In reverse order of the standings, riders on Saturday set off one by one down the starter’s ramp at several-minute intervals over more than six hours. Cheng Ji of Giant-Shimano, the first rider from China in the race, will go first. Nibali goes last.
The not-quite flat and long course will require riders to muster all the strength they have left in legs that have suffered, strained and burned over three weeks — a trek that began in the hills and dales of Yorkshire, England, covered coarse cobblestones and ascended several mountain peaks.
“There’s no real danger, it’s not too technical — it’s really power that will matter,” race director Thierry Gouvenou said, referring to the time trial. “There’s just a little climb at the end, but after you’ve covered the Alps and the Pyrenees, it’s really a little climb.”
Three-time world time-trial champion Tony Martin of Germany is perhaps the favorite to win the stage, Gouvenou said, but “when you reach this part of the Tour de France, it’s really a question of freshness and what you have left in the tank.”
Just as Italy is eager for its first Tour winner since Marco Pantani in 1998, many French fans are ebullient at the prospect that the first rider from the race’s homeland will reach the podium for the first time since Richard Virenque in 1997.
Those two success stories, however, came at the height of cycling’s doping scandal. Both riders were later sanctioned in connection with banned performance enhancers. Since then, with a crackdown on drugs cheats in place, the peloton has cleaned up considerably.
Navardauskas rides for the Garmin-Sharp team, which has been among the most outspoken against doping. He led a late breakaway in a downpour to win the 208.5-kilometer (129.5-mile) stage from Maubourguet to Bergerac. He looked over his shoulder, kissed his fingers and raised his arms in victory, with the pack barreling in behind him seven seconds later.
He became the first Lithuanian to win an individual stage in the Tour. In 2011, he was on the Garmin-Cervelo squad that won the team time trial at the Tour that year. He also won a stage in last year’s Italian Giro.
This victory by Garmin-Sharp — its first on this Tour — was a team effort. First, Dutch rider Tom-Jelte Slagter joined a five-man breakaway early on, then sped ahead alone. Alex Howes of the U.S. helped pull the Lithuanian up front before Navardauskas went solo with about 13 kilometers (8 miles) left.
“I gave it all. My teammates worked really hard for me,” Navardauskas said. “I took a risk — you have to try — and it worked.”

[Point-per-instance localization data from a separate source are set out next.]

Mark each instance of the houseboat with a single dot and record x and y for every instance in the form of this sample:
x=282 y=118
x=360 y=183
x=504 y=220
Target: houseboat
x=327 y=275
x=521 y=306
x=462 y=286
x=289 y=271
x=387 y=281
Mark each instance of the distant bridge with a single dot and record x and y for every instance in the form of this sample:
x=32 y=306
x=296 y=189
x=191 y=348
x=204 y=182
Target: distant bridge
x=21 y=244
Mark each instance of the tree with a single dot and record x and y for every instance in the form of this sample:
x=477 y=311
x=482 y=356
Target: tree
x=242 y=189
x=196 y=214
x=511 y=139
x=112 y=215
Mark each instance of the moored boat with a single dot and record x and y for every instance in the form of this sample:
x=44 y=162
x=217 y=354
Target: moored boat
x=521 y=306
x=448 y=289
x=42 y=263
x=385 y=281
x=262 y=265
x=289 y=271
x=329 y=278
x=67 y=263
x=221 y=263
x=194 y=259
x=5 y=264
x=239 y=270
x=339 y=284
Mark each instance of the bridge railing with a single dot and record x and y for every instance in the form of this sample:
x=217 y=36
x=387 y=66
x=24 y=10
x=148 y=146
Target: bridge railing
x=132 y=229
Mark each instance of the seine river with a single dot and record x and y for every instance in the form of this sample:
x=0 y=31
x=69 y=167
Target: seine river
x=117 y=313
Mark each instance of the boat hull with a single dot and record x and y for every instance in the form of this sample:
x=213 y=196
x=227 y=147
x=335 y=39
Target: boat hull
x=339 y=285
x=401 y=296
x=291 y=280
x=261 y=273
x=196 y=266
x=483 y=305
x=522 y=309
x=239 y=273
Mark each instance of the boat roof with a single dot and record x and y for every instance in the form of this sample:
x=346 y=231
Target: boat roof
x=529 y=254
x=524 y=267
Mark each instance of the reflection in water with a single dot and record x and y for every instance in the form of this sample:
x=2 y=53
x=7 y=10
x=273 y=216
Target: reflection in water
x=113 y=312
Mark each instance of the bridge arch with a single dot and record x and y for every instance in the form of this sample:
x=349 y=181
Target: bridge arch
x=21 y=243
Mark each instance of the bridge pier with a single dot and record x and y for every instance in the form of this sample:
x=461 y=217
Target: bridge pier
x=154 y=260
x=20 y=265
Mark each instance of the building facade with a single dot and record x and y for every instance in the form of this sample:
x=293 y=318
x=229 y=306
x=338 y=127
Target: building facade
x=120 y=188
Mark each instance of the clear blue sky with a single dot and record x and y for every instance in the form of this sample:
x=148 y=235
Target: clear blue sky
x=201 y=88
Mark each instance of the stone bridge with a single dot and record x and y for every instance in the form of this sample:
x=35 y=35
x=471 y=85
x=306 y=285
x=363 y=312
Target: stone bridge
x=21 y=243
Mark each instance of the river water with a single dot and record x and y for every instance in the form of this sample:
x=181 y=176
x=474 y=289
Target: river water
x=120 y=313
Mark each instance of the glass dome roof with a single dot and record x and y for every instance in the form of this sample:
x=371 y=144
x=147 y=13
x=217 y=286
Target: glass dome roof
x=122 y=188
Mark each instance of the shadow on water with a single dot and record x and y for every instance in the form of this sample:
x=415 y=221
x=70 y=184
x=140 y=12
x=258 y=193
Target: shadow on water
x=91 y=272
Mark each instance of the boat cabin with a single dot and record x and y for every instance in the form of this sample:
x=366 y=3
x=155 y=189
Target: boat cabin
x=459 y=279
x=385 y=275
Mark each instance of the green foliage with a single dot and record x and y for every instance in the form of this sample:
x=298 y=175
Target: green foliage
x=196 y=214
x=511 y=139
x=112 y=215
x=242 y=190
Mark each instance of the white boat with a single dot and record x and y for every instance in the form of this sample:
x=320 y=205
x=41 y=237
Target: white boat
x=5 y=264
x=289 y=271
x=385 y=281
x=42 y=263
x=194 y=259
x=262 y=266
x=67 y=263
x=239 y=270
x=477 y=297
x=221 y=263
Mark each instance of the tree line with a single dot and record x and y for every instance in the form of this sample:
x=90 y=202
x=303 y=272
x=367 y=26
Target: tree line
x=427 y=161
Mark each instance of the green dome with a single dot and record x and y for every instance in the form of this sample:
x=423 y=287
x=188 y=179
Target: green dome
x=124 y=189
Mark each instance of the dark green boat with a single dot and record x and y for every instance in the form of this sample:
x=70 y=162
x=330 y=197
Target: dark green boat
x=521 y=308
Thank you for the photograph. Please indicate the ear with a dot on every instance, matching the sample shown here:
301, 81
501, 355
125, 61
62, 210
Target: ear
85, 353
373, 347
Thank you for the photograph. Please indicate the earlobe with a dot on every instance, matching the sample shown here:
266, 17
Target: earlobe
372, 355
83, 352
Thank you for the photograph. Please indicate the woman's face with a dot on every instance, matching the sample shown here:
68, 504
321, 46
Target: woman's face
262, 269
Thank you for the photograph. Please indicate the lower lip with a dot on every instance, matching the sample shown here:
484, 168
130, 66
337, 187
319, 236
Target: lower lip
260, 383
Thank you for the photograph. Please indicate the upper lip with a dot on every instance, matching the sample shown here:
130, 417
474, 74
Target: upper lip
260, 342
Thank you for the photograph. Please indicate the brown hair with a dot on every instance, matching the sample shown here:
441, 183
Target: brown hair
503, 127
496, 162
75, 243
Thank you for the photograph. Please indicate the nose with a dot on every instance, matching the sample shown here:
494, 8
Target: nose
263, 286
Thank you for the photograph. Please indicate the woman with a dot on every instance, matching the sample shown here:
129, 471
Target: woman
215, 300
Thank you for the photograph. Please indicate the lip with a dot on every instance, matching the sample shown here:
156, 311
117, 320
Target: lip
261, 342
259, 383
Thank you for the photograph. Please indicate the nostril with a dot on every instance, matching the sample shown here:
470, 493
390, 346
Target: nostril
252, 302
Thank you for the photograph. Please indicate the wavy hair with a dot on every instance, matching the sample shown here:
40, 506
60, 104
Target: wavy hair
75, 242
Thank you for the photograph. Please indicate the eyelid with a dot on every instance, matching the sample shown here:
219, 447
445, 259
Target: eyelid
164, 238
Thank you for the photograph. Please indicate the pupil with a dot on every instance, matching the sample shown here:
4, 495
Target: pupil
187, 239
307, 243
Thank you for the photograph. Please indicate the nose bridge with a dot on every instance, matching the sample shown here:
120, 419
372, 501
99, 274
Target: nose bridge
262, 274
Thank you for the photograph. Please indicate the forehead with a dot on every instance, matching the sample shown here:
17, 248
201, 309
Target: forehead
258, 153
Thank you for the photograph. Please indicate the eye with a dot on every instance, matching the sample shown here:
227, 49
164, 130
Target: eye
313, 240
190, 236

The performance eased some of the sting Garmin-Sharp has felt on the Tour. First, team leader Andrew Talansky of the U.S. pulled out before Stage 12, the pain from crashes proving too much. Three stages later, New Zealand’s Jack Bauer cried at the finish line. He had looked over his shoulder in the last several seconds only to see the pack deprive him of a long-breakaway victory with just meters to go.
“I was just hoping that it would not happen the same way as Jack. To the last 10 meters, I was afraid to turn back,” Navardauskas said. “I had no idea what was happening behind me.”
In the last few kilometers, about a dozen riders crashed together while trying to turn on the rain-slickened roads. Among them were Slovakia’s Peter Sagan, who has the green jersey given to the race’s best sprinter, and Bardet, who is fifth overall.
Peraud briefly got delayed. But that didn’t dent his hopes for a top-three finish. Under course rules, because the crash happened in the last 3 kilometers (2 miles), nobody who got ensnared in it lost time in the title chase.
That makes for a close contest Saturday.
“I’m looking for the second place as I’m only a few seconds behind Peraud and Pinot,” said Valverde, the Spanish time-trial champion. “It’s going to be a great fight. I think Peraud is a better specialist than Pinot. Well’ see.”